Wikinventia — Atlas of discoveries and inventions · Global Age

Experimental demonstration of messenger RNA — Brenner, Jacob, and Meselson

1961 AD · Transmission: Global
BiologyDiscoveryBritishFrenchNorth American

Sydney Brenner (Cavendish Laboratory, Cambridge), François Jacob (Pasteur Institute, Paris), and Matthew Meselson (Caltech) experimentally demonstrate in 1961 the existence of messenger RNA (mRNA): a short-lived RNA molecule that carries genetic information from DNA to the ribosomes, where proteins are synthesized. The idea had been conceived by Brenner and Crick in April 1960 following a conversation with Jacob about the PaJaMo experiment (Pardee-Jacob-Monod). The experimental work was carried out in summer 1960 in Meselson's laboratory at Caltech, using bacteriophage T2 on E. coli to distinguish old from new ribosomes via density-gradient centrifugation. Jacob and Monod coined the term 'messenger RNA' while analyzing the results. Published in Nature on May 13, 1961, in a joint paper with Watson's group after a request from Watson to delay publication until his team completed their own parallel work.

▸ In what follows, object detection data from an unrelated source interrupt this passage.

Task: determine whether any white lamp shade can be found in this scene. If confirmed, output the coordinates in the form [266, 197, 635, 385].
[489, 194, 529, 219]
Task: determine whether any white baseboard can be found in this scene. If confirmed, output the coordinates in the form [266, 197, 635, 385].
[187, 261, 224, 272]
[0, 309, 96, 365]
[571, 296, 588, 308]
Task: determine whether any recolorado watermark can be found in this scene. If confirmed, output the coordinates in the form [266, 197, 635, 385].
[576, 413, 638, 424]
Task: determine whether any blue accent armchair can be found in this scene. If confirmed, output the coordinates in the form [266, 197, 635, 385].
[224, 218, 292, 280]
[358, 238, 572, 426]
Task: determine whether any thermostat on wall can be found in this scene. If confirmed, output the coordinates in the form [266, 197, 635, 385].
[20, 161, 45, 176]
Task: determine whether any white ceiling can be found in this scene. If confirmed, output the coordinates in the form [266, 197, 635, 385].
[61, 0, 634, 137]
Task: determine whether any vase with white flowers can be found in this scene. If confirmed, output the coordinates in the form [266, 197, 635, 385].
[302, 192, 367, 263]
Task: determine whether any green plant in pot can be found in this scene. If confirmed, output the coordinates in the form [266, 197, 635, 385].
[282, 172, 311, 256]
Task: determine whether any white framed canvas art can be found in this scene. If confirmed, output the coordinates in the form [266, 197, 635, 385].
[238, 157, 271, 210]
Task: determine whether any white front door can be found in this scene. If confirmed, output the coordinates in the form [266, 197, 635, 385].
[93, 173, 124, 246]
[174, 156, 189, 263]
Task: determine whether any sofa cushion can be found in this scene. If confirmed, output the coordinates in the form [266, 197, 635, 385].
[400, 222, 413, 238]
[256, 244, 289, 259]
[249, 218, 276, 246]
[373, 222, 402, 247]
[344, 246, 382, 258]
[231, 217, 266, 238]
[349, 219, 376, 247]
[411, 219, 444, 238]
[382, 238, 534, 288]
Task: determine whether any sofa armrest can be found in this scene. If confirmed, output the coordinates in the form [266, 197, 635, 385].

InstitutionCavendish Laboratory (Cambridge) / Institut Pasteur (Paris) / California Institute of Technology
Historical regionUnited Kingdom / France / United States
Primary sourceBrenner, S., Jacob, F., Meselson, M. — "An Unstable Intermediate Carrying Information from Genes to Ribosomes for Protein Synthesis". Nature 190 (1961), 576–580.